Army Service Component Command
Army Service Component Commands are U.S. Army commands responsible for recommendations to the Joint Force Commander on the allocation and employment of U.S. Army forces within a unified combatant command or further assigned to a subordinate unified command.
The concept of unified combatant commands grew out of the World War II formation of the Supreme Headquarters Allied Expeditionary Force, coordinating the strategy and operation of multiple service branches. As of 2024, the United States Department of Defense has established 11 of these CCMDs, composed of units from two or more service branches of the United States Armed Forces, and conducts broad and continuing missions. For any such CCMDs that include units of the U.S. Army, an ASCC is attached.
In addition, in the event that the overall combatant commander creates a subordinate unified command within their CCMD, the Department of the Army will form a matching Army component headquarters.
In matching, the Secretary of the Army also has the authority to redirect service responsibilities outside of Army Service Command Component channels. The Command itself may also redirect administrative responsibility outside Army forces. ASCCs also server administrative control for some of its functions, this is also typically true among Reserve Component forces. Shared administrative control also applies to direct reporting units of the Army that typically perform single or unique functions.
Four types of command authority can be distinguished:
- COCOM - combatant command: unitary control
- ADCON - administrative control of the command function of "obtaining resources, direction for training, methods of morale and discipline"

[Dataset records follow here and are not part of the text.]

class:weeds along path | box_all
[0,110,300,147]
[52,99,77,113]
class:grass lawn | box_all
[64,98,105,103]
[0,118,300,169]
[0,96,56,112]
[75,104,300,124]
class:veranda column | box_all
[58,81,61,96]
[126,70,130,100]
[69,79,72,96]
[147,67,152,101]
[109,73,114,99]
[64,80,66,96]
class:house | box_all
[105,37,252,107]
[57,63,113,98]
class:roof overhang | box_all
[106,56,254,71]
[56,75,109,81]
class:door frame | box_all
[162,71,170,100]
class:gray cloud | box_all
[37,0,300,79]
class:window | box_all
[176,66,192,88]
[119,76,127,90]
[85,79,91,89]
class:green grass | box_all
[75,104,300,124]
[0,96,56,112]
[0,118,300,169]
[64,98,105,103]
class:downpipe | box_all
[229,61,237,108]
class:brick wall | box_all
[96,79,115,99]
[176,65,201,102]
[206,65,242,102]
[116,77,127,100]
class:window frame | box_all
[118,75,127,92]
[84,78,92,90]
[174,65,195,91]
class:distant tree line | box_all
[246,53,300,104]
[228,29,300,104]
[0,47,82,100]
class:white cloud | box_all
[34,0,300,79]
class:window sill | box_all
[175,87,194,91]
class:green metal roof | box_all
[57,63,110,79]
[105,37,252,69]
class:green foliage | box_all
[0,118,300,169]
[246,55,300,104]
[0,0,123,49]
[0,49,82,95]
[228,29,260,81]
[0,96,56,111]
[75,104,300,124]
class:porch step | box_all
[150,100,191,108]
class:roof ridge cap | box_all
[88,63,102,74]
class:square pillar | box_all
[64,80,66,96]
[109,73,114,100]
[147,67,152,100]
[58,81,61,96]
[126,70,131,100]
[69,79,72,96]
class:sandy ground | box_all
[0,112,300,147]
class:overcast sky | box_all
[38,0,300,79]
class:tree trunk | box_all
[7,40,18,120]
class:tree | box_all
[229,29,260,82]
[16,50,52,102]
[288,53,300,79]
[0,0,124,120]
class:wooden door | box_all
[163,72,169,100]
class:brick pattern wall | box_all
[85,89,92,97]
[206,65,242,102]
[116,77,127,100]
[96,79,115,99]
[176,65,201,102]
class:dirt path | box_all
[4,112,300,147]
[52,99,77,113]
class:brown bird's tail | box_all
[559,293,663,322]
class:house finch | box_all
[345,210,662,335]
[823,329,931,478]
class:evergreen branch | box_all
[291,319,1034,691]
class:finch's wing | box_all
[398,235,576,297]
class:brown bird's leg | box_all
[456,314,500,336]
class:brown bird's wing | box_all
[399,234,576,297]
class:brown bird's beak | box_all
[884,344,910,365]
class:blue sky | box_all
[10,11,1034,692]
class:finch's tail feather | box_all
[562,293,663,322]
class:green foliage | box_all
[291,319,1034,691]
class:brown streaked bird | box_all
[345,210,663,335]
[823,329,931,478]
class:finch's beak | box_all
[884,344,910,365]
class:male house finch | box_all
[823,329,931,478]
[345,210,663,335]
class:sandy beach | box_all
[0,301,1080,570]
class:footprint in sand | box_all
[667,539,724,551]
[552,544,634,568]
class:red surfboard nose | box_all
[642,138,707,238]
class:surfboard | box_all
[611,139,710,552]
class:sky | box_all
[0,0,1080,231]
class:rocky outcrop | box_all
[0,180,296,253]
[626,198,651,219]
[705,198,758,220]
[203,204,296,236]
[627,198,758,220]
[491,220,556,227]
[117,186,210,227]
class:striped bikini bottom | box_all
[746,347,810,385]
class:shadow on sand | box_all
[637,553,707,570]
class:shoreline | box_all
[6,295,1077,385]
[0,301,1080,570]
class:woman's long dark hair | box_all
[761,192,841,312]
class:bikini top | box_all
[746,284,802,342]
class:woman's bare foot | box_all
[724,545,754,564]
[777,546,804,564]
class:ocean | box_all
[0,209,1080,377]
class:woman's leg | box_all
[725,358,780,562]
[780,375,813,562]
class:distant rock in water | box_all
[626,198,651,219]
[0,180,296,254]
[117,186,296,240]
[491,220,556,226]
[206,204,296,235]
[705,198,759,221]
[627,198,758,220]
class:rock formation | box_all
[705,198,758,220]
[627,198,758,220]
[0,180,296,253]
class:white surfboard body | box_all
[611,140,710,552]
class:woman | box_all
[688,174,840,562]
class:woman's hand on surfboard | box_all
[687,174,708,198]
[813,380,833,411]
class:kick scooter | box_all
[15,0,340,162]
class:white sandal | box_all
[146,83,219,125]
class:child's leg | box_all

- OPCON - operational control of say, sustainment, a command function, in this case, embodied in an Army Field Support Brigade
- TACON - tactical control of say, sustainment, as embodied in a Contracting Support Brigade
The Theater Army
- Theater army for the geographic combatant command
- Joint task force headquarters for limited contingency operations
- Joint force land component headquarters for limited contingency operations
Each theater army supports the Army strategic roles—prevent, shape, and win—and facilitates the use of landpower in JTFs
Theater Armies exercise operational control of all army forces under its command until the combatant commander attaches units to a subordinate joint command. The theater army retains administrative control of all army forces in the command regardless of whether the theater army has operational control over them; this responsibility extends to the entirety of the U.S. Army.
The theater army commander remains responsible to the Department of the Army for Service-specific requirements. This falls under the ADCON chain of authority
Theater Army in Army Service Component Command Role
Responsibilities of a Service component are determined from Title 10; DODD 5101.1; DA Memo 1-10; and combatant commander’s daily operational requirements.These responsibilities may include:
- Executing combatant commander's daily operation requirements
- Setting the theater
- Setting the Joint Operations Area
- Serve as a Joint Task Force or Joint Force land Component Commander for immediate crisis response and limited, small-scale operations
- Recommend proper employment, task organization, and command relationship of Army forces to the Joint Force Commander
- Integrate Army forces into the execution of theater engagement plans, and accomplish any operational missions assigned by the Joint Force Commander
- Select and nominate specific Army units for attachment to other subordinate commands
- Conduct joint training, including training of components of other Services for joint operations in which the Army is designated the lead service.
- Early in the planning process, inform the Joint Force Commander, other component or supporting commanders, and the combatant commander of planning for changes in logistic support that would affect operational capability or sustainability
- Develop program and budget requests that comply with combatant commander guidance on warfighting requirements and priorities.
- Inform the combatant commander of program and budget decisions that may affect joint operation planning.
- Provide AOR-wide contingency planning and coordination, develop and maintain operation and or contingency plans, update regionally focused intelligence estimates, and update Service supporting plans to the Combatant Commander theater campaign plan.
- Provide, as requested, supporting joint operation and exercise plans with necessary force data to support missions that may be assigned by the combatant commander.